🤖 AI Summary
This work addresses the challenge of aligning text-to-image generation with user intent, which often requires multiple rounds of trial and error due to the lack of dynamic awareness and adaptability in existing methods. Framing the task as a state-conditional sequential decision-making problem, the paper introduces PRE-GRPO (Peak-Retention-Efficiency Group Relative Policy Optimization), a trajectory-based reinforcement learning framework. PRE-GRPO employs a state-aware agent to dynamically guide the generation trajectory and jointly optimizes image quality, quality retention, and step efficiency at the trajectory level, thereby alleviating the credit assignment problem.
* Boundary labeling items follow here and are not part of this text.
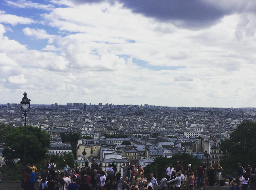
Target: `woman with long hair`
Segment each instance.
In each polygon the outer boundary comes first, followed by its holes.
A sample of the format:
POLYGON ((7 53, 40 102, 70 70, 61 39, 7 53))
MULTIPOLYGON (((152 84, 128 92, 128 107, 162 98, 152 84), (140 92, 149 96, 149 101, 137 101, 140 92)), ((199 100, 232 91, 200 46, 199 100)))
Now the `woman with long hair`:
POLYGON ((196 177, 194 175, 193 171, 191 172, 190 175, 188 178, 188 184, 189 185, 190 190, 195 190, 194 186, 196 186, 196 177))
POLYGON ((203 166, 203 168, 204 168, 204 188, 205 189, 206 188, 206 186, 207 185, 207 168, 206 167, 206 166, 205 164, 204 164, 203 166))
POLYGON ((216 174, 215 175, 215 178, 217 180, 217 186, 220 186, 220 180, 221 180, 221 172, 223 171, 223 169, 220 166, 219 163, 217 163, 217 167, 216 168, 216 174))
POLYGON ((246 172, 244 174, 244 176, 240 178, 242 182, 242 189, 243 190, 246 190, 248 187, 248 182, 249 181, 249 175, 246 172))
POLYGON ((122 190, 123 186, 123 177, 121 176, 121 173, 118 172, 116 174, 116 179, 117 190, 122 190))
POLYGON ((44 176, 43 177, 43 179, 41 181, 41 186, 42 189, 46 189, 47 187, 47 177, 46 176, 44 176))

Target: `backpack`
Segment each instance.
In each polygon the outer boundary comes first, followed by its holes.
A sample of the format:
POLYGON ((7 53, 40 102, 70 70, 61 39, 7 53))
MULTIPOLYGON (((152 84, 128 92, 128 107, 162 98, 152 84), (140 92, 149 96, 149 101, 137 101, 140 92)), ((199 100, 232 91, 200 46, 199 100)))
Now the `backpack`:
POLYGON ((54 163, 50 164, 51 165, 51 169, 50 169, 50 173, 51 175, 54 176, 55 175, 55 169, 54 168, 54 163))
POLYGON ((183 171, 184 169, 183 169, 183 167, 182 167, 182 165, 181 164, 180 164, 180 169, 182 171, 183 171))

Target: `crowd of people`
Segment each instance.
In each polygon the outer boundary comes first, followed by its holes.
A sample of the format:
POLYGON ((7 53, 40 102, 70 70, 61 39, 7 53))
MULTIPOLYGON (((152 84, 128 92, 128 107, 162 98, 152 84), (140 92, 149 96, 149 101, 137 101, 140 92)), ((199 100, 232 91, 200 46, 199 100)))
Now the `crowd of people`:
MULTIPOLYGON (((27 188, 34 190, 35 172, 37 169, 33 163, 28 163, 26 166, 23 174, 24 190, 27 188)), ((188 170, 184 170, 177 162, 175 166, 171 164, 166 169, 160 181, 153 173, 145 174, 140 164, 124 164, 123 173, 117 172, 116 166, 109 163, 106 174, 102 163, 99 164, 92 160, 90 166, 86 162, 80 169, 76 164, 69 167, 66 164, 64 172, 56 172, 56 165, 49 159, 40 168, 41 175, 37 181, 39 190, 154 190, 158 187, 162 190, 195 190, 195 187, 203 189, 208 186, 227 186, 230 190, 246 190, 249 185, 252 190, 256 190, 256 169, 251 166, 244 169, 240 163, 238 164, 238 177, 233 178, 223 173, 219 163, 208 168, 200 164, 196 170, 189 164, 188 170), (147 178, 145 174, 149 175, 147 178)))

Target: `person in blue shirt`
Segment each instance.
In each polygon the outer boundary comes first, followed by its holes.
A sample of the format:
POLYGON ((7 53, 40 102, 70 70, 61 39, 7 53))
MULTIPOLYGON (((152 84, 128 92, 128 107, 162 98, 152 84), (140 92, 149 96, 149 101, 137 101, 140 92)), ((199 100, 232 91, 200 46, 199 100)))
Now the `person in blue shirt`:
POLYGON ((35 183, 36 182, 36 175, 35 173, 32 172, 32 170, 29 170, 30 173, 30 185, 29 190, 35 190, 35 183))

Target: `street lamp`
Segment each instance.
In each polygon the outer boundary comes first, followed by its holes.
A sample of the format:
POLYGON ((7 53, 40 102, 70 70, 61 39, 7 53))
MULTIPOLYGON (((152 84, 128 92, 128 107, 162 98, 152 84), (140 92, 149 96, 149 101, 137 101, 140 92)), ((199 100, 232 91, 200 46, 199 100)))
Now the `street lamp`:
POLYGON ((206 164, 206 159, 207 159, 207 157, 208 157, 208 154, 207 153, 207 151, 205 151, 205 152, 204 154, 204 158, 205 158, 205 166, 206 166, 206 168, 207 168, 207 164, 206 164))
POLYGON ((84 151, 82 153, 82 154, 84 156, 84 160, 85 159, 85 155, 87 153, 86 153, 86 152, 85 151, 85 149, 84 149, 84 151))
POLYGON ((21 110, 24 112, 25 121, 24 123, 25 128, 25 141, 24 141, 24 161, 23 165, 26 165, 27 162, 27 112, 29 110, 30 108, 30 100, 27 97, 27 93, 24 92, 23 95, 24 97, 20 102, 20 108, 21 110))

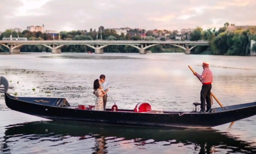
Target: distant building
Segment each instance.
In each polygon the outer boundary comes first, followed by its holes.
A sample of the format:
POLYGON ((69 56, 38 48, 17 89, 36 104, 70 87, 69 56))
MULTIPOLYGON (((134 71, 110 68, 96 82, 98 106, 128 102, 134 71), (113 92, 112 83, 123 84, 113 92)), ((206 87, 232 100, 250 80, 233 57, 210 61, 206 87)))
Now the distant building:
POLYGON ((184 33, 186 33, 192 32, 194 30, 195 30, 195 29, 191 29, 191 28, 185 29, 185 28, 183 28, 183 29, 181 29, 181 33, 184 34, 184 33))
POLYGON ((168 37, 168 36, 169 36, 170 35, 171 35, 171 34, 170 34, 169 33, 166 33, 164 34, 165 34, 165 37, 168 37))
POLYGON ((22 29, 20 28, 16 28, 15 27, 13 29, 11 29, 11 30, 13 31, 15 31, 16 32, 22 32, 22 29))
POLYGON ((137 34, 135 33, 128 33, 128 34, 130 35, 131 37, 133 37, 135 36, 135 35, 137 35, 137 34))
POLYGON ((129 28, 129 27, 126 27, 126 28, 120 28, 120 29, 122 29, 122 30, 125 30, 127 31, 129 31, 130 30, 132 29, 131 28, 129 28))
POLYGON ((43 25, 42 26, 27 26, 26 27, 26 29, 30 31, 30 32, 41 32, 42 33, 44 32, 44 25, 43 25))
POLYGON ((126 35, 127 34, 127 30, 125 29, 114 29, 114 30, 117 32, 117 33, 118 34, 118 35, 122 35, 122 33, 124 33, 124 36, 126 35))
POLYGON ((181 37, 176 36, 175 40, 181 40, 181 37))
POLYGON ((227 31, 234 31, 238 29, 245 30, 250 27, 256 27, 256 26, 229 26, 226 29, 227 31))
POLYGON ((4 37, 4 40, 27 40, 26 37, 12 37, 11 35, 10 37, 4 37))
POLYGON ((144 33, 143 34, 140 34, 140 37, 145 37, 147 36, 147 34, 146 34, 146 33, 144 33))

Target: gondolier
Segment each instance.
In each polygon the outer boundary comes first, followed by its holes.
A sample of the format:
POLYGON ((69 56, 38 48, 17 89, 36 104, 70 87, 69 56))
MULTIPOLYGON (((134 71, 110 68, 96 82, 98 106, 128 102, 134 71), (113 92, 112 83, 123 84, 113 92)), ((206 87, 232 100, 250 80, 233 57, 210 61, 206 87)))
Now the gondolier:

Experimental results demonstrate that the proposed method significantly outperforms existing approaches across multiple benchmarks, achieving a WISE score of 0.90 and a T2I-ReasonBench reasoning accuracy of 79.06%.
📝 Abstract
Despite rapid advances in text-to-image generation, faithfully realizing user intent remains challenging, often requiring manual multi-turn trial and error. To automate this process, existing systems rely on either simple prompt rewriting or closed-loop agents driven by hand-crafted rules, rather than learning to adapt actions to the evolving generation process. In this paper, we reformulate image generation as a state-conditioned action-making problem and propose Generation Navigator, a multi-turn T2I agent that learns to dynamically steer the generation trajectory and output the next action. However, training this agent via reinforcement learning introduces a critical credit assignment challenge: naively rewarding a trajectory based solely on a single state assigns equal credit to all actions in the rollout, ignores the quality dynamics across turns, and fails to distinguish actions that improve the trajectory from those that degrade it or waste turns without progress. We resolve this with PRE-GRPO (Peak-Retention-Efficiency Group Relative Policy Optimization), a trajectory-level reinforcement learning objective that explicitly rewards discovering a high-quality image (Peak), avoiding subsequent quality degradation across turns (Retention), and minimizing unnecessary turns (Efficiency). Experiments show substantial improvements across benchmarks, reaching a WISE score of 0.90 and 79.06% reasoning accuracy on T2I-ReasonBench.